Still, Lenovo says that the Yoga 910 is the “world’s thinnest Core i convertible”, with a smallprint explanation that this claim is “Based on Lenovo’s internal analysis as of Aug. 25, 2016 of 13-inch or greater 2-in-1 convertible laptops using Windows sold by major competitors shipping >1 million units worldwide annually; measured with keyboard attached in closed position.”

The screen is a thing of beauty. While not all variants of this laptop offer a touchscreen, they all have a 13.9-inch IPS 3,840-by-2,160 (4K) display that’s impressively sharp and bright. Colours pop out, and video in particular looks superb.

A miniscule 4mm bezel along the short and top edges has allowed Lenovo to cram this relatively large display into the chassis. As Dell’s adventures with the 13.3-inch XPS 13 show, minimalist bezels make for a superb user experience. My touchscreen model was responsive too, so I had no trouble working in modes with the keyboard hidden.

The screen is very reflective, though, which won’t go down well with every user. And there’s another issue: just as Dell did with the XPS 13, Lenovo has had to relocate the webcam from its usual central position, above the display, because there simply isn’t room for it to sit inside the tiny bezel.

Dell put its camera in the bottom left corner of the screen, requiring a bit of readjustment to ensure a central view; Lenovo has positioned the camera in the middle of the large (29mm) bezel below the screen.
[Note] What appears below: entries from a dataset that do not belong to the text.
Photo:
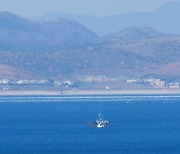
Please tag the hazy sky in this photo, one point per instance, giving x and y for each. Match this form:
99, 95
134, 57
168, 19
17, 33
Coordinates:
86, 7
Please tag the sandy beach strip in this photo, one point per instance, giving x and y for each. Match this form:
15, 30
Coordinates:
105, 92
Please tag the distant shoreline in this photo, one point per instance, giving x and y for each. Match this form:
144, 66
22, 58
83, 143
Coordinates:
105, 92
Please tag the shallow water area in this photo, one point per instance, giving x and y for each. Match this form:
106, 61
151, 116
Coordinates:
46, 124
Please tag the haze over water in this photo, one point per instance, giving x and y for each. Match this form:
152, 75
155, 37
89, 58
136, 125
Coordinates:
138, 125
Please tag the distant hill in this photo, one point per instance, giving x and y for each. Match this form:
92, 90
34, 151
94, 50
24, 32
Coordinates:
165, 19
65, 49
19, 34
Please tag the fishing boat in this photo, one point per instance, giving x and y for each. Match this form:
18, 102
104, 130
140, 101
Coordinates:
99, 123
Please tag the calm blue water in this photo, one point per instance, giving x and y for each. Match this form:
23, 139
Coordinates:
139, 124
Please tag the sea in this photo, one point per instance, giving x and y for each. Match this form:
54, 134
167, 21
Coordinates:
139, 124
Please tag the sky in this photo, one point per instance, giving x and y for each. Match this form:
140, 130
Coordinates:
27, 8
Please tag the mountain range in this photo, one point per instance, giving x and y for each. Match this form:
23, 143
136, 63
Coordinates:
165, 19
63, 48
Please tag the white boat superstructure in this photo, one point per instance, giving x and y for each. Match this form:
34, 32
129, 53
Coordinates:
100, 122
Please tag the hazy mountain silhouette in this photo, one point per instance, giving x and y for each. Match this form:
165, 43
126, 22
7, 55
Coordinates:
62, 47
19, 34
165, 19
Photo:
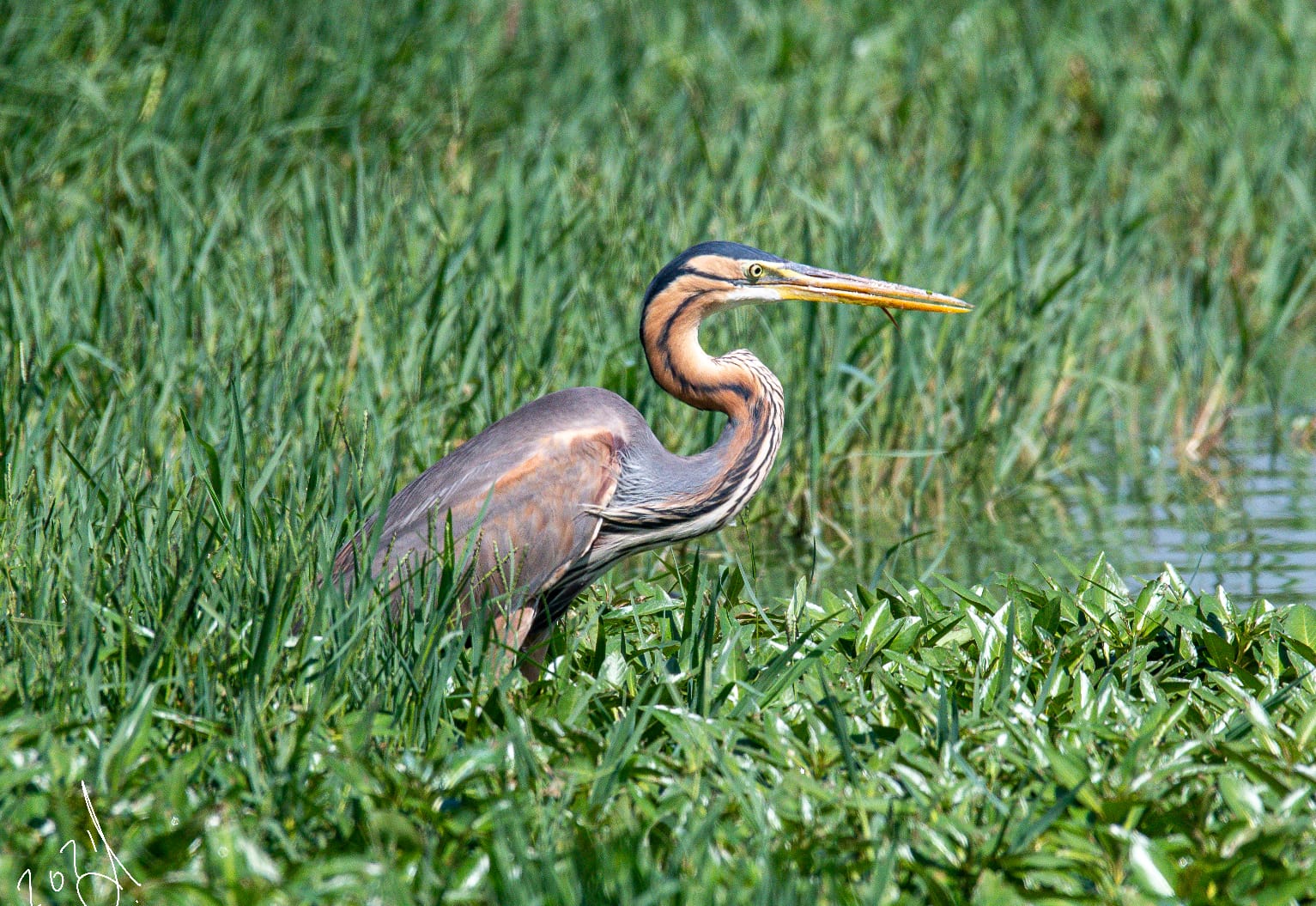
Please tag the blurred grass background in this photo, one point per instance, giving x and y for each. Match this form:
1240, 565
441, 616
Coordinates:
261, 264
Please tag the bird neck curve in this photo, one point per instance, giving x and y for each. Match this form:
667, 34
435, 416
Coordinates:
711, 486
669, 331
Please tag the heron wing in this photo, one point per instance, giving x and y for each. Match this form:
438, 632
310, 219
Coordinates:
521, 503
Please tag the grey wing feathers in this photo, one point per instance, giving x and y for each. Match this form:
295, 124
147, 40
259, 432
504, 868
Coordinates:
525, 490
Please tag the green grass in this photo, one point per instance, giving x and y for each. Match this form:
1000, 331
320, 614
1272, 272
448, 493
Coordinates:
258, 268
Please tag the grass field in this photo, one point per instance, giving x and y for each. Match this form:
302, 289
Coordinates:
259, 264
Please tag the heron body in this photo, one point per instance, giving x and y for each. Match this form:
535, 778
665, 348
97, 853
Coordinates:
548, 498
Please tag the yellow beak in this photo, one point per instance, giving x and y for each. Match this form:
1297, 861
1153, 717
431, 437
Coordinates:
816, 284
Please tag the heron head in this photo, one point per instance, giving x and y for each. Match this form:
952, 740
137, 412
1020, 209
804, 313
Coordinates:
720, 276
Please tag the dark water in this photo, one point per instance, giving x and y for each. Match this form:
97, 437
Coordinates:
1244, 519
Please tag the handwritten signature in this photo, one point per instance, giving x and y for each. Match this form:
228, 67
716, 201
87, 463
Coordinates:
57, 879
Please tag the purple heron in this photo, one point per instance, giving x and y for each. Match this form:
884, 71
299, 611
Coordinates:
545, 499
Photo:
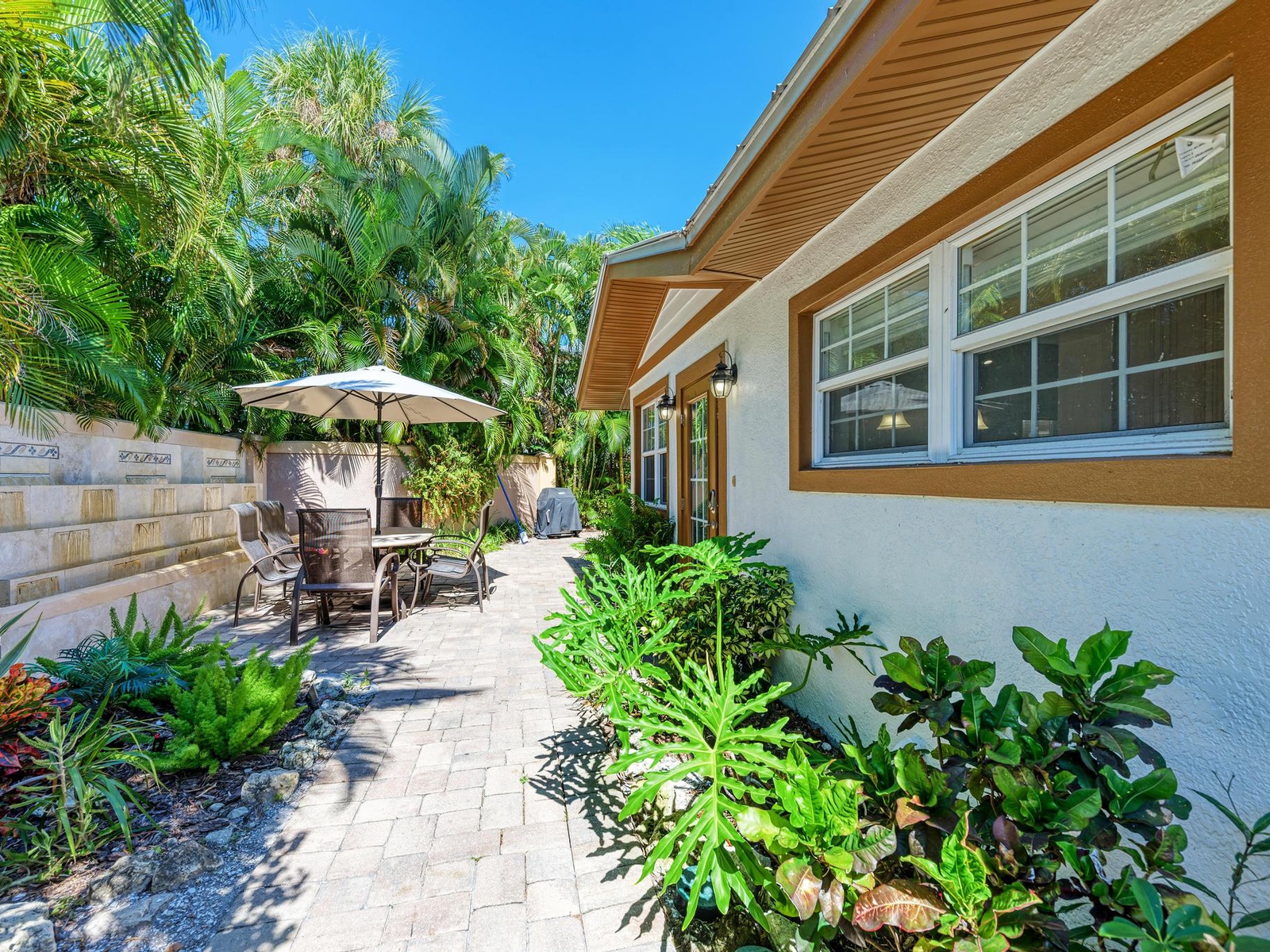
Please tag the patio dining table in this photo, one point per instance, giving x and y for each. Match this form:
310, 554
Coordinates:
414, 543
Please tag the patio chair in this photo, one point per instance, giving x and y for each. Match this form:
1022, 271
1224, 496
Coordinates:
266, 566
400, 513
273, 531
454, 558
337, 559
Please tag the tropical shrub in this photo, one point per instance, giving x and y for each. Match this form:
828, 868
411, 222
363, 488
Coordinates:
131, 666
709, 727
451, 482
756, 600
23, 701
1165, 918
232, 710
605, 644
626, 530
71, 799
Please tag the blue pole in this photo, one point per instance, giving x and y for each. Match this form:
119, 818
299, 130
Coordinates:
512, 508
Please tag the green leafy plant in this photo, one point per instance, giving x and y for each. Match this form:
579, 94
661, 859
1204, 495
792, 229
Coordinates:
705, 727
605, 644
451, 482
977, 916
1189, 926
628, 527
827, 854
1181, 931
131, 664
232, 710
74, 799
13, 654
756, 600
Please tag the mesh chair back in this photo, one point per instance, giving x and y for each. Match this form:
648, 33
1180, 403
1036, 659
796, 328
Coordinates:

I found it easier to sit with my face central to the screen, but the low-down position gave a somewhat unflattering ‘up the nostrils’ view when I was working in laptop mode, which is not ideal. Video chats made with the Yoga 910 in ‘tent’ mode are better as they effectively invert the screen so that the camera sits above it.



The Yoga 910’s keyboard is backlit and delivers a comfortable typing experience. Note the position of the webcam, beneath the screen.

Image: Lenovo

The backlit keyboard is well sized and comfortable to type on. There’s no flex, and I was quite happy typing at normal touch-typing speed. My grumble here isn’t with usability for typed input, but that the keyboard doesn’t lock when the Yoga 910 is flipped into tablet mode. This is not unusual, but I do feel that keys are vulnerable to undue pressure as the device is gripped in tablet mode, and would much prefer key retraction and/or lock in this mode.

The touchpad is wide enough to carry the cursor right across the screen with space to spare. It is responsive and smooth under the fingers.

My only gripe is that there’s no visual cue when the touchpad is disabled via a Fn key. I’d like a light on the pad or the Fn key to let me know I’ve intentionally put the touchpad out of commission. On a couple of occasions I stabbed at the pad thinking it was broken, when it was simply disabled.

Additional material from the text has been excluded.